Non-conventional vortex generators calculated with CFD

Abstract

Wind turbine blades size has increased during last years due to wind turbine platform growth especially for offshore applications. The interest of wind turbine manufacturers in blade add-ons have raised to mitigate flow separation and blade loading. One type of add-ons are the vortex generators (VGs).VGs are passive flow control devices that are usually triangular or rectangular vanes inclined to the flow and are dimensioned with regard to the local boundary layer thickness. VGs are known for their capability of delaying separation and increasing lift force on the blade. Their main drawback is the drag penalty added to the blades. In this work, novel shaped VGs are computed with OpenFoam using a fully resolved approach to test if they are efficient with regard to the drag penalty.
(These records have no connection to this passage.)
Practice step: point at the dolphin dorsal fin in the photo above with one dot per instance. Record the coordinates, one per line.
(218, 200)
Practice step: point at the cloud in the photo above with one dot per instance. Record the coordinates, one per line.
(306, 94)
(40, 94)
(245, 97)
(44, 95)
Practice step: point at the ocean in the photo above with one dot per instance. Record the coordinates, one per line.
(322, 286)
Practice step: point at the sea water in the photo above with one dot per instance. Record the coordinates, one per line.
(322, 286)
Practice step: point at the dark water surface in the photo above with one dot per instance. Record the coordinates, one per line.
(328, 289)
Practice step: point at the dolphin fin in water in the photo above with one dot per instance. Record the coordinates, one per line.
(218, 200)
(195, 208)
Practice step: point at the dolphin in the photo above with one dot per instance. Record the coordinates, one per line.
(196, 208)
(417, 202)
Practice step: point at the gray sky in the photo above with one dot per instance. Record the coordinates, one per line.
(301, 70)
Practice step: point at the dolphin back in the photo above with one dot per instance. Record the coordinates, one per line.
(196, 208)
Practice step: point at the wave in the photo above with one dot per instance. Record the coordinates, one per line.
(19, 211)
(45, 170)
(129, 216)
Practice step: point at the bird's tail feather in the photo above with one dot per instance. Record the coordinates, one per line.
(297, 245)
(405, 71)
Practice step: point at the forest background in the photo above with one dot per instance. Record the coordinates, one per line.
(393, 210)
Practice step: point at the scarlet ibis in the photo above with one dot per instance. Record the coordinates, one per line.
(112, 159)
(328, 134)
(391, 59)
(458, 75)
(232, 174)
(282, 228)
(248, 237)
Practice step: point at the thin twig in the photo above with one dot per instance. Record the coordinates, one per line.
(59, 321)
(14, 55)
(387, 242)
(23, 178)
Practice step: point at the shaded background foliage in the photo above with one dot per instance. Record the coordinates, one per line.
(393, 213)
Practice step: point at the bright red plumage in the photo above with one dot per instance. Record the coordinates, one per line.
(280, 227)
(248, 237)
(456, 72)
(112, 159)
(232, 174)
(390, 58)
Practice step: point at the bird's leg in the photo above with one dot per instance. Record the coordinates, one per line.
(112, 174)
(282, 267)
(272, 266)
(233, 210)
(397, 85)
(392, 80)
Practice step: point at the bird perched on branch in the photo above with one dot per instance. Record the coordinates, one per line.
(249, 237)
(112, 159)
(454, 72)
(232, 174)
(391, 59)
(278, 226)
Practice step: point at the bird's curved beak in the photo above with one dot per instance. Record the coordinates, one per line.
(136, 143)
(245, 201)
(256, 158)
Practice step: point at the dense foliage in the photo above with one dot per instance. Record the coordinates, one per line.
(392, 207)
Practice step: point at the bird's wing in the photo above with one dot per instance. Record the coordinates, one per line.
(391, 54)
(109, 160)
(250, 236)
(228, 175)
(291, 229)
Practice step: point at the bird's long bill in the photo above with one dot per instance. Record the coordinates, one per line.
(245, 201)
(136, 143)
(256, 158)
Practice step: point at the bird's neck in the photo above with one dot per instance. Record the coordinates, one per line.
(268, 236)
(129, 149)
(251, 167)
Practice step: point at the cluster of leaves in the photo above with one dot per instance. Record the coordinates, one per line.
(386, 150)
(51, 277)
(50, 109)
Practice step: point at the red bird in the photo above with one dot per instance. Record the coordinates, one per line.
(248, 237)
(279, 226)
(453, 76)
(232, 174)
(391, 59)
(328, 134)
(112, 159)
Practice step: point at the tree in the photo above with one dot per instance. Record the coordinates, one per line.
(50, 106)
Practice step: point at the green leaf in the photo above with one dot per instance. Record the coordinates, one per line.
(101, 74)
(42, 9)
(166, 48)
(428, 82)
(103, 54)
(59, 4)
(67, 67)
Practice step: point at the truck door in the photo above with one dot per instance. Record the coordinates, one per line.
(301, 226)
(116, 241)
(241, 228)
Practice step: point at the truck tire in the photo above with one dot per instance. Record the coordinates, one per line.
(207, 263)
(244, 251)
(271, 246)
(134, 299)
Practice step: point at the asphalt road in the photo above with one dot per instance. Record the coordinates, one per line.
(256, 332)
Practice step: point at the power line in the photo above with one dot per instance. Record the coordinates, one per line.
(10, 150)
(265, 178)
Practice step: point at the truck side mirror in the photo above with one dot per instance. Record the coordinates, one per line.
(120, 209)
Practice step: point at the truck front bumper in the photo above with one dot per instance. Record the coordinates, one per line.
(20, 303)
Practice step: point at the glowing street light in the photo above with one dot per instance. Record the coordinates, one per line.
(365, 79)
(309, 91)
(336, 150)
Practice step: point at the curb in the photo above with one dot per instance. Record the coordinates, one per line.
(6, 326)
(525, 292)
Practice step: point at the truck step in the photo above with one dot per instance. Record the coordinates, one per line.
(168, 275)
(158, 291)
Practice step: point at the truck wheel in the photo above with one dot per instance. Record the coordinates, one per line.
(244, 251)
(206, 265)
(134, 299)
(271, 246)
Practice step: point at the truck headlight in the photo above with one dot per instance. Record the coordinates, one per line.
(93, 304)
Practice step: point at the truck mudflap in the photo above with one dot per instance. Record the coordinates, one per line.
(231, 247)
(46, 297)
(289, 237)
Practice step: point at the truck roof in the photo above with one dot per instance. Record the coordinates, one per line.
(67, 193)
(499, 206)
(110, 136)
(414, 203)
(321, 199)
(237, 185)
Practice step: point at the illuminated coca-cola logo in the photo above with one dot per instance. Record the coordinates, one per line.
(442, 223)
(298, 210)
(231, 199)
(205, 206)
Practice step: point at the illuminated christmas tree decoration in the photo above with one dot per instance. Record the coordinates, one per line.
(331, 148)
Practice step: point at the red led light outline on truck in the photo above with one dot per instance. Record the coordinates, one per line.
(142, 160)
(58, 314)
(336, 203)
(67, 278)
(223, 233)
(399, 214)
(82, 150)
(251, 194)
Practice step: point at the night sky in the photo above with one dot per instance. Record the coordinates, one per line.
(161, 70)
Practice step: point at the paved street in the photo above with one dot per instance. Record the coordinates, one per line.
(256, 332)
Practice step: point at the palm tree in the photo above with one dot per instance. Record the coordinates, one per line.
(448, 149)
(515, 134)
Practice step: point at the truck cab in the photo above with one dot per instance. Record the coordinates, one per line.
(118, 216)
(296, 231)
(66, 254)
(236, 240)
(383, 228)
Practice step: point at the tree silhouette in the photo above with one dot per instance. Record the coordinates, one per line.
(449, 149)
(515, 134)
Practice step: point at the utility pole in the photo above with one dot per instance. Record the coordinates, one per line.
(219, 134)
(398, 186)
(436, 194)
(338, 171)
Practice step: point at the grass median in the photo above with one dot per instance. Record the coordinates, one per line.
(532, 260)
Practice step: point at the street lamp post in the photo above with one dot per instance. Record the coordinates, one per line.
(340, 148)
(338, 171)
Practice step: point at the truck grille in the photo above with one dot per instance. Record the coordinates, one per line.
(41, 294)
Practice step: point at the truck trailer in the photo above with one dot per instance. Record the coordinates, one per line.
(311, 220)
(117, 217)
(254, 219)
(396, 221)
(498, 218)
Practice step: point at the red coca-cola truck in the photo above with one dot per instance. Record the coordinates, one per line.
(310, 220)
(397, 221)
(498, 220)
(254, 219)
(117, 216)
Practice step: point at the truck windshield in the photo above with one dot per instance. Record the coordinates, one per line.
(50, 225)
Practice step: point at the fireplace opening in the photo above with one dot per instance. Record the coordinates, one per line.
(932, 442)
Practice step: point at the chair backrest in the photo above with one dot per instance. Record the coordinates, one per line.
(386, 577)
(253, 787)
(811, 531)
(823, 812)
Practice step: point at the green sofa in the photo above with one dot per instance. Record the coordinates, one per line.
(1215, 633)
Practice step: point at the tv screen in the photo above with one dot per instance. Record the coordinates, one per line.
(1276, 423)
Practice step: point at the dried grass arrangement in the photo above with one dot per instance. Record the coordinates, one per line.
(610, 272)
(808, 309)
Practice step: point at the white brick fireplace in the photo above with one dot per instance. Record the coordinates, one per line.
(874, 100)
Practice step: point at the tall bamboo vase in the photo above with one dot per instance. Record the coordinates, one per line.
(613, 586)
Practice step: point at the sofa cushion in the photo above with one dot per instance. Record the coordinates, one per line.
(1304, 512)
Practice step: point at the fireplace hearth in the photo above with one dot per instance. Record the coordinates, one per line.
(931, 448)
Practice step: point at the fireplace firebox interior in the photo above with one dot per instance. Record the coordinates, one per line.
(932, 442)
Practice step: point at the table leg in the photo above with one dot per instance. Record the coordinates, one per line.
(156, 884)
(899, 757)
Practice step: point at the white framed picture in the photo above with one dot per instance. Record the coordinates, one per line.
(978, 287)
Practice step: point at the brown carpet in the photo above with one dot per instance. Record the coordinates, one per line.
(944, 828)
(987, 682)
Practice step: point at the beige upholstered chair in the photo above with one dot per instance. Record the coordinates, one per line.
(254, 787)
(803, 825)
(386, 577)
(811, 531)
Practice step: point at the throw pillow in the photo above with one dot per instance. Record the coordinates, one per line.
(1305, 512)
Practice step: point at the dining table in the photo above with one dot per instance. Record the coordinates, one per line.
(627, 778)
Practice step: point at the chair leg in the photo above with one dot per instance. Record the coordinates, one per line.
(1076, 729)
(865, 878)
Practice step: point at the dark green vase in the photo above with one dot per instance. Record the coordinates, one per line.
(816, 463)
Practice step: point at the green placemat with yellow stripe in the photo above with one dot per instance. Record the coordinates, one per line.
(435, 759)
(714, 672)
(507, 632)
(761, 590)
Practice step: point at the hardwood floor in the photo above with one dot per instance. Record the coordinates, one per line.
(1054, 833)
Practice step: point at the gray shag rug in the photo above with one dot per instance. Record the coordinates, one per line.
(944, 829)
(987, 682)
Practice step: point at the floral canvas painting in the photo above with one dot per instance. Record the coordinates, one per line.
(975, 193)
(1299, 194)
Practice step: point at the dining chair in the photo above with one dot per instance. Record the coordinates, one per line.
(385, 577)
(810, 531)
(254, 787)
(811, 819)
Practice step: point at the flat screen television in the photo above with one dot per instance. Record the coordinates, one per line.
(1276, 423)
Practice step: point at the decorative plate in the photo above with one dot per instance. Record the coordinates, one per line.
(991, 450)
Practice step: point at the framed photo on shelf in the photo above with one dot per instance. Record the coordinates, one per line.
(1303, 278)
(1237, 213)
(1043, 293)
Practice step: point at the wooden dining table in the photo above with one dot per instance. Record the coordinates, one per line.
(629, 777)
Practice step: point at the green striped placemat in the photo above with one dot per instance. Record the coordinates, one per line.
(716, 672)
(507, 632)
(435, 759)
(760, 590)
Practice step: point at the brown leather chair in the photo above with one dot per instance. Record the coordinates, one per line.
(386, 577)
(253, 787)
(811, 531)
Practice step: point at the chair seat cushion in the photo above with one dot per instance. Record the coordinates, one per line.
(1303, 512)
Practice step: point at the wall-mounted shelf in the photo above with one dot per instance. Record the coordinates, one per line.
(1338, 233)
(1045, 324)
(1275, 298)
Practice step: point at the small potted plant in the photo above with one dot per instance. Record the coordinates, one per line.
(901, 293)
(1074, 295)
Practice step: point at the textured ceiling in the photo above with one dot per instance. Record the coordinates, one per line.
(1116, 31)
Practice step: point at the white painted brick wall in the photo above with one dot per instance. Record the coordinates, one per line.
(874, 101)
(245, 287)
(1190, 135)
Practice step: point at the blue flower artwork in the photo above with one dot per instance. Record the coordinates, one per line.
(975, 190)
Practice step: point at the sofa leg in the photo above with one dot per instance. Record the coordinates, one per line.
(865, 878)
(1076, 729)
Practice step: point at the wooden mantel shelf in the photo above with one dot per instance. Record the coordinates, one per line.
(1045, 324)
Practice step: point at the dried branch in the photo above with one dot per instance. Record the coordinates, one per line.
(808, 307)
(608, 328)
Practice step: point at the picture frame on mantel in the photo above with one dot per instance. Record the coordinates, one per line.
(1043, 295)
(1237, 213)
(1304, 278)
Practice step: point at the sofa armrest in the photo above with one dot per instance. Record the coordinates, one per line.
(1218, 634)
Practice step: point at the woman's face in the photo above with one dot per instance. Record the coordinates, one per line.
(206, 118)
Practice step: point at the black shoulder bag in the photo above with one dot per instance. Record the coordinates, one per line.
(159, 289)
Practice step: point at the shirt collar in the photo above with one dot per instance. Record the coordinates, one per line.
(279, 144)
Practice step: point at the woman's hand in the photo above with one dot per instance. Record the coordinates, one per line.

The use of non-conventional VGs reduce the separated flow zone in the leading-edge of the vane resulting in a lower residual drag and in an increase on the overall efficiency. This fact would reduce the loads associated with the vane.Three VG shapes are simulated. Two of them have a cross section based on thin airfoils and the other one is a conventional rectangular VG used as reference. The VGs are mounted on a flat plate and they are calculated for the same flow characteristics and size than the ones used in the experiments performed under the scope of the AVATAR project [1]. Relevant quantities, such as the peak vorticity, the vortex vertical and lateral paths, wall shear stress, velocity contours and drag coefficient, will be compared in order to evaluate the VGs performance.